Sebenarnya, di periode sebelum Rudy menjabat sebagai dirut pun sudah dicoba langkah-langkah perbaikan. Hanya saja, hasilnya belum optimal. Di era kepemimpinannya, ia memilih merestrukturisasi pinjaman. “Kami mendapat haircut dari para kreditor,” kata pria yang kini menjadi dirut lagi untuk periode berikutnya. Berkat haircut itulah Elnusa, menurutnya, bisa survive pada waktu itu.

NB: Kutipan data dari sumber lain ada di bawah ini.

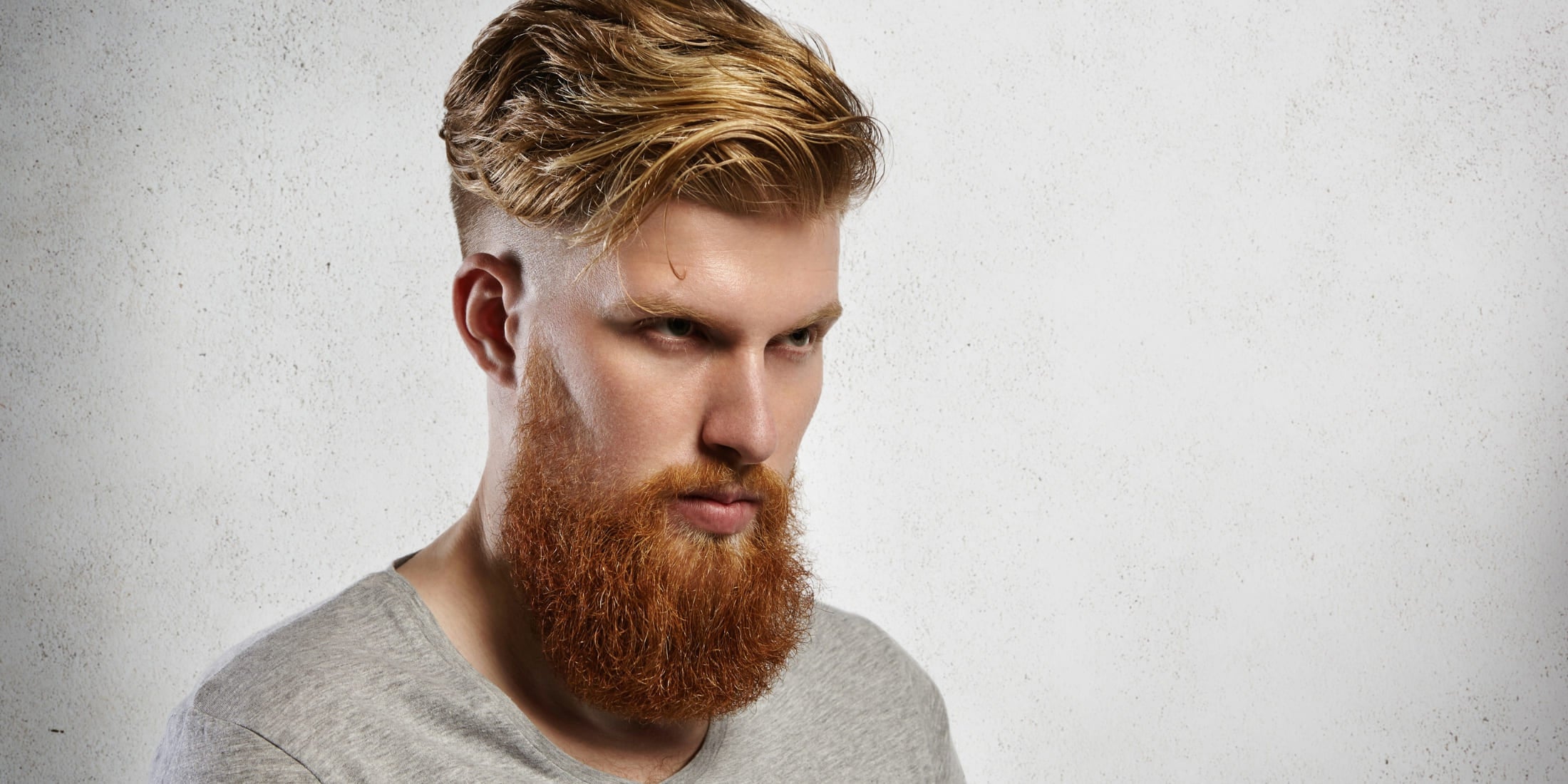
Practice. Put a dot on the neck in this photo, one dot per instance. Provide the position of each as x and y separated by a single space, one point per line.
465 581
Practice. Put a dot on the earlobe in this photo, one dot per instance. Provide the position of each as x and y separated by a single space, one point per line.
483 299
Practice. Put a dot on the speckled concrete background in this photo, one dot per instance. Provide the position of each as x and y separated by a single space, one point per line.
1202 413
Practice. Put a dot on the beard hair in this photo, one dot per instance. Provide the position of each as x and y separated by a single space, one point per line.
639 615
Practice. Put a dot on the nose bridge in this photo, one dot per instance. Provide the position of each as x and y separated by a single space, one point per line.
741 419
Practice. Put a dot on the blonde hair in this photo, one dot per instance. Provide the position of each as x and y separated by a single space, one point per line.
584 115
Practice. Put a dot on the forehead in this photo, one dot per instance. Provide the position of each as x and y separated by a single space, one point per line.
751 270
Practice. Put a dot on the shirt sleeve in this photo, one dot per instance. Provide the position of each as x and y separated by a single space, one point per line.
200 748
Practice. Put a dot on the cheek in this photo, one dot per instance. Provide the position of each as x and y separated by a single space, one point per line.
644 418
793 411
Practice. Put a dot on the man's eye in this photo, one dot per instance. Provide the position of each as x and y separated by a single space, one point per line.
800 338
675 326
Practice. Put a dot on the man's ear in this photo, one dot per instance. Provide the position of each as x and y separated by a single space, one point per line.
485 300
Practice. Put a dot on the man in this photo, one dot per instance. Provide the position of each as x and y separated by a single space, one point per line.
648 198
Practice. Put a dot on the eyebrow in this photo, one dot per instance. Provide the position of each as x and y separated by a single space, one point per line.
665 308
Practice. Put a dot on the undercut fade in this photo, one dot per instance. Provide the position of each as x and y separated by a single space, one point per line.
584 115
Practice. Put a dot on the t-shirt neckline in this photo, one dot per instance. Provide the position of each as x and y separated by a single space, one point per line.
441 645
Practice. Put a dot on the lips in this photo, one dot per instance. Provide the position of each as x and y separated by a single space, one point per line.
718 512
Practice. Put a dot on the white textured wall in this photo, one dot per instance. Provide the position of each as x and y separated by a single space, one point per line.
1200 414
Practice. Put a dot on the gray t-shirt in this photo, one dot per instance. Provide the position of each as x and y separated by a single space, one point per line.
366 687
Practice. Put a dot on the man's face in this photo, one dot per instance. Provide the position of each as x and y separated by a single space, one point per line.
700 339
648 522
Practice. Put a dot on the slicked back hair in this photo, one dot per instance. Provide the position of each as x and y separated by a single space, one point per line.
584 115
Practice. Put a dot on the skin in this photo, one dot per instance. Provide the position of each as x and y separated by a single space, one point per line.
700 338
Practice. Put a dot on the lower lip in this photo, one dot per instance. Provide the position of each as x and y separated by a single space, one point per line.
711 516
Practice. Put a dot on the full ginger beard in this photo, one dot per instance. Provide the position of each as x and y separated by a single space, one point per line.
639 614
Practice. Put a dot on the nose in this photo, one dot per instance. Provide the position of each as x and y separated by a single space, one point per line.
739 425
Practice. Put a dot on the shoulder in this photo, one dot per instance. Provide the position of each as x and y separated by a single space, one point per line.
857 665
295 662
261 701
201 748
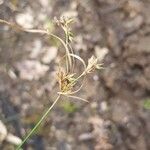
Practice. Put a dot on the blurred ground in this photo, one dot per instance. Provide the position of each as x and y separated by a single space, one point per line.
115 118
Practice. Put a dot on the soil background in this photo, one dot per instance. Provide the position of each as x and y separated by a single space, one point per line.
118 32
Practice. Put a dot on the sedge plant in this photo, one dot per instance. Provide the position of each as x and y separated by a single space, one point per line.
66 76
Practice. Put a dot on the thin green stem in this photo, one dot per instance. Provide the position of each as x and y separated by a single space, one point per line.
38 123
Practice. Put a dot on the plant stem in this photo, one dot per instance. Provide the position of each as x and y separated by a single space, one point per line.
38 123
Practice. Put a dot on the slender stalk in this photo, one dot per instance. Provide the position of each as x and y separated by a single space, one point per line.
38 123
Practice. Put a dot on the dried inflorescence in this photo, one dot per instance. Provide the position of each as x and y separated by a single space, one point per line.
66 76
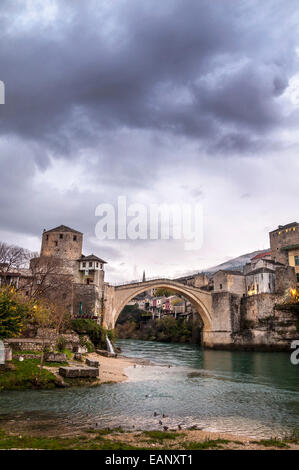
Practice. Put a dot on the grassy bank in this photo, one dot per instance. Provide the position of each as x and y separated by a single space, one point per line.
24 375
117 439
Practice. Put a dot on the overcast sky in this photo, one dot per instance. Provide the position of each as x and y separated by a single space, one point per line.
159 101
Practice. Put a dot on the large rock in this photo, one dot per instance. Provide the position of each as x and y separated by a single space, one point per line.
78 372
103 352
55 357
92 363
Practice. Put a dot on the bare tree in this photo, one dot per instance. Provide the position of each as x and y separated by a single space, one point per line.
12 257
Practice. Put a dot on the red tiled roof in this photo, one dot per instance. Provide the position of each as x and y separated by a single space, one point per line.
261 255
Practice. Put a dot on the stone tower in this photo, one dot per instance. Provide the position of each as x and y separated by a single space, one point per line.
62 242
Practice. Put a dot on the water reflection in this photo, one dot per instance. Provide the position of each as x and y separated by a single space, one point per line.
248 393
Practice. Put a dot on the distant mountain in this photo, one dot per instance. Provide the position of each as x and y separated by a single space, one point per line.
235 264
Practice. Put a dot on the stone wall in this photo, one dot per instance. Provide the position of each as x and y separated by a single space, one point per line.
283 237
263 326
90 297
67 247
285 278
229 282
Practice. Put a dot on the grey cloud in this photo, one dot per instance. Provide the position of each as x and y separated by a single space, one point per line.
68 82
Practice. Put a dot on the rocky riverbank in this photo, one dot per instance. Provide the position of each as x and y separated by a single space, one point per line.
30 436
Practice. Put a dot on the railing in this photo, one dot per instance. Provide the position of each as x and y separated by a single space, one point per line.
138 281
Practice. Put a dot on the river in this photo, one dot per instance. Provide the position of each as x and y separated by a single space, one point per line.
244 393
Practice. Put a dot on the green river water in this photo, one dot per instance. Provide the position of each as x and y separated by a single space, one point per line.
245 393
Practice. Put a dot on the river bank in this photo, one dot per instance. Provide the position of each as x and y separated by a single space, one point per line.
24 375
28 437
251 396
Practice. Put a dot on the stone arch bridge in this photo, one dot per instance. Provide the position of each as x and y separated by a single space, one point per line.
217 327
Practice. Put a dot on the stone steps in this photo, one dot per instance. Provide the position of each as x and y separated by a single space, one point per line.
79 372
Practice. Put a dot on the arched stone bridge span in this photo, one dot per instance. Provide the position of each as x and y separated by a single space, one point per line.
216 329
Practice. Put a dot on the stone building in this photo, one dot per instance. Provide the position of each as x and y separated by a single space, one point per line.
86 273
284 243
229 281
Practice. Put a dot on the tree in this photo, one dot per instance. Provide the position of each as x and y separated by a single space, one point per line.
41 315
49 284
14 312
12 258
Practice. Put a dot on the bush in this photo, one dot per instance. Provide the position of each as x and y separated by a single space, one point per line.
96 333
14 312
61 343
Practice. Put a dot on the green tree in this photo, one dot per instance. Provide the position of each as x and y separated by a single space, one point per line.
13 312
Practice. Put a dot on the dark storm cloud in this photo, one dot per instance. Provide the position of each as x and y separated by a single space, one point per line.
132 64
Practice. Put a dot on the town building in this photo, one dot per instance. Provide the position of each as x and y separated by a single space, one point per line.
63 245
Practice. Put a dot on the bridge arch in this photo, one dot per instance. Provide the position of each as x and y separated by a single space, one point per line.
202 300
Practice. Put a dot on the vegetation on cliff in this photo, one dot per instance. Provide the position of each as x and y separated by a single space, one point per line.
26 375
96 333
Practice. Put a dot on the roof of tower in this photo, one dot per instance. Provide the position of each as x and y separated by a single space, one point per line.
92 257
63 228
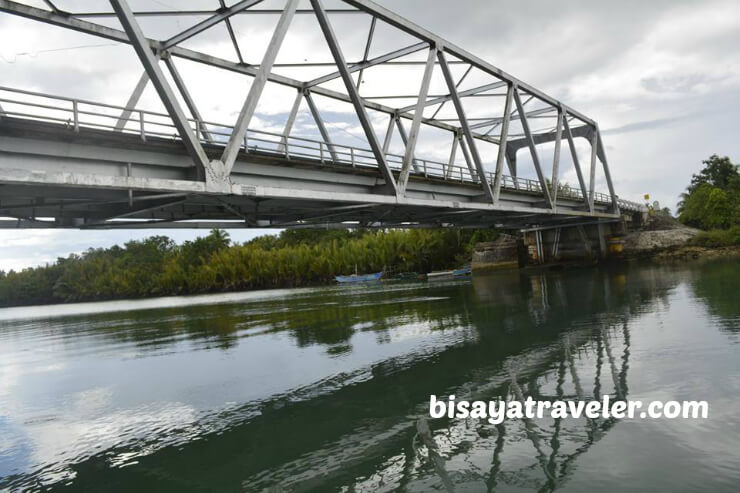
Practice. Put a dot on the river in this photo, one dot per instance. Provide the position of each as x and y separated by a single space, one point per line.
325 389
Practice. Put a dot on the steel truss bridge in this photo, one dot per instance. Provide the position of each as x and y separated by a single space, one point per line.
69 162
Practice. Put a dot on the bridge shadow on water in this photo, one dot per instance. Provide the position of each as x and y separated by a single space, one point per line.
549 335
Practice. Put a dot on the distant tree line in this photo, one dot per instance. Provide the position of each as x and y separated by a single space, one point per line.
156 266
712 199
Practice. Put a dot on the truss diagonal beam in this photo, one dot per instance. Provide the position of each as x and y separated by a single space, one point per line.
150 62
208 23
462 94
320 123
408 156
189 102
556 158
354 96
464 124
515 116
133 100
576 162
258 84
369 63
404 138
459 83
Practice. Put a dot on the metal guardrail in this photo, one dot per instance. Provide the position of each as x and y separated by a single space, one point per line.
80 113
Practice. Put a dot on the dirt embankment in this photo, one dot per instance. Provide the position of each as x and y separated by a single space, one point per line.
664 238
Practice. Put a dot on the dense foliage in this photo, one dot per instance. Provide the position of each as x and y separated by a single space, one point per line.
712 200
718 237
157 266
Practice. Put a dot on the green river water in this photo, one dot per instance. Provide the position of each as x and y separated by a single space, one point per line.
326 389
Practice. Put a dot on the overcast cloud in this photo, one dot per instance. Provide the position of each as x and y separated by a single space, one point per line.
662 78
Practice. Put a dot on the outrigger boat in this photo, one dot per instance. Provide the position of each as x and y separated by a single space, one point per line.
446 274
360 278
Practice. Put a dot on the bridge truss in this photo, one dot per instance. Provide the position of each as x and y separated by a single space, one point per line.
67 162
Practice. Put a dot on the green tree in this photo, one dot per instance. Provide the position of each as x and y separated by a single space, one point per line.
712 199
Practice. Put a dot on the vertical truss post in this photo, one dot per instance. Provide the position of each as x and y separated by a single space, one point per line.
290 121
354 96
556 158
408 157
498 178
453 154
133 100
404 138
189 102
607 174
464 123
532 147
389 134
320 123
592 175
258 84
229 27
151 65
576 163
367 50
468 159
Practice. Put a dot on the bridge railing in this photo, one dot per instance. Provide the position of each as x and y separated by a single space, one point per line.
79 113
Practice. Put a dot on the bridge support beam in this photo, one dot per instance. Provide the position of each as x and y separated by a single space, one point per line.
189 102
354 96
320 124
532 147
464 124
408 157
258 84
151 65
290 122
503 139
133 100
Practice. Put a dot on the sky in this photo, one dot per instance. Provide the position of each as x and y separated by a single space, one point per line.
662 79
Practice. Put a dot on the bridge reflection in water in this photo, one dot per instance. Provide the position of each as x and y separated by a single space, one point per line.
360 422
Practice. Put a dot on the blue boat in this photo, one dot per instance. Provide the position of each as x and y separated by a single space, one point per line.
360 278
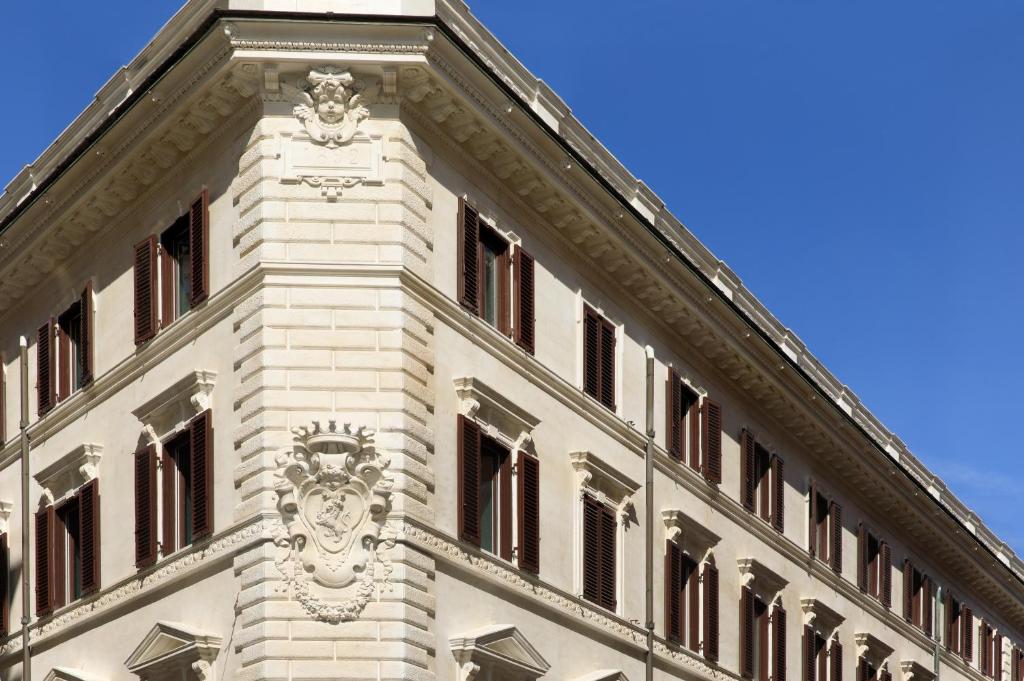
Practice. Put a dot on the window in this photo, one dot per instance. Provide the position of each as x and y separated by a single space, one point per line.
918 597
598 357
485 287
762 637
185 466
825 530
68 549
171 273
690 594
599 530
485 497
873 566
763 479
64 353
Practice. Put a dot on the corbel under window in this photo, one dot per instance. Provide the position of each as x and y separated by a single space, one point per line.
501 651
175 652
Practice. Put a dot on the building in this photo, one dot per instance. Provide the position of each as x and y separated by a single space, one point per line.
339 327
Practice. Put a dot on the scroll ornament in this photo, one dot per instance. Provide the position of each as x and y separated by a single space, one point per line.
334 495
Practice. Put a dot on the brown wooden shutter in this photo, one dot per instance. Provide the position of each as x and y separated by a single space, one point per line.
145 290
528 469
46 385
522 280
673 416
469 239
836 657
747 633
44 562
89 539
145 506
810 662
607 558
673 592
887 575
4 586
201 453
778 507
747 468
85 350
199 248
711 612
778 633
711 426
836 538
862 557
469 481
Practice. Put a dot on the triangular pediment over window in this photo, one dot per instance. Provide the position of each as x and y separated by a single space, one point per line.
502 649
175 651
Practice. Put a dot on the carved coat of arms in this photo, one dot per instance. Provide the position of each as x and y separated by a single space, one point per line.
331 102
334 495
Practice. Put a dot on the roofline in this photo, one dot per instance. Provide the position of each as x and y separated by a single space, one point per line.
437 22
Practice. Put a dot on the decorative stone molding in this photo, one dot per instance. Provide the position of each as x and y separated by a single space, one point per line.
70 472
174 652
819 615
501 418
756 576
604 482
914 671
871 648
334 495
501 650
688 533
172 409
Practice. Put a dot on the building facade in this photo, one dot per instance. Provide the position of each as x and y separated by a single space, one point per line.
339 332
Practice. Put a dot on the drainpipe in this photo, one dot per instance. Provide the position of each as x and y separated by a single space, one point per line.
26 652
649 519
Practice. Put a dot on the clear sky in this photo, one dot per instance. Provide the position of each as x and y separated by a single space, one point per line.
859 165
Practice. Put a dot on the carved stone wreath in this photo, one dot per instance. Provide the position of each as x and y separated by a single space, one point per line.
334 495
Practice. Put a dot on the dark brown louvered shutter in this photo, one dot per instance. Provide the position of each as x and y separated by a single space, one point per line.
747 634
522 280
201 452
673 592
711 427
673 415
4 586
907 590
836 538
607 558
89 539
711 612
85 350
861 557
778 505
528 469
778 633
145 290
469 481
469 238
836 657
810 662
199 248
887 575
607 395
46 384
591 549
44 562
747 468
145 506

Masalah ketiga, sinergi antaranak-usaha masih rendah. Anak-anak usaha banyak yang bergerak sendiri dan saling tumpang tindih sehingga sering berebut proyek. Buntutnya, kinerja perusahaan menurun drastis. Dan keempat, isu-isu legal yang terkait dengan masalah di masa lalu yang belum jelas. “Kami selesaikan masalah isu yang terkait di masa lalu, yang harus saya selesaikan pada masa saya,” katanya sambil mengelak menceritakan detail persoalannya.

Dengan terpetakannya masalah tersebut, manajemen memulai dengan restrukturisasi organisasi, sistem dan pinjaman. Langkah ini dimulai pada 2001-2004. Kala itu direksinya tidak sama dengan yang sekarang. Bisa dibilang, ini merupakan tahap pertama perubahan yang dilakukan Elnusa. “Target utama, memperoleh kinerja terbaik sehingga tidak lagi menjadi beban pemegang saham. Cara ini sekaligus menyehatkan kinerja anak-anak usaha dan memupuk kebersamaan,” ujar Rudy. Diakuinya, pada periode itu rapor anak-anak usaha merah semua. “Alhamdulillah, kami bisa selesaikan restrukturisasi pada 2004,” ujarnya lagi. Setelah restrukturisasi pinjaman selesai, Elnusa yang semula masuk dalam daftar kolektibilitas tiga akhirnya bisa mencapai kolektibilitas nol. “Kami sudah bisa take off. Pada waktu direksi baru masuk pada periode berikutnya, kami sudah bisa mengoptimalkan kinerja Elnusa.”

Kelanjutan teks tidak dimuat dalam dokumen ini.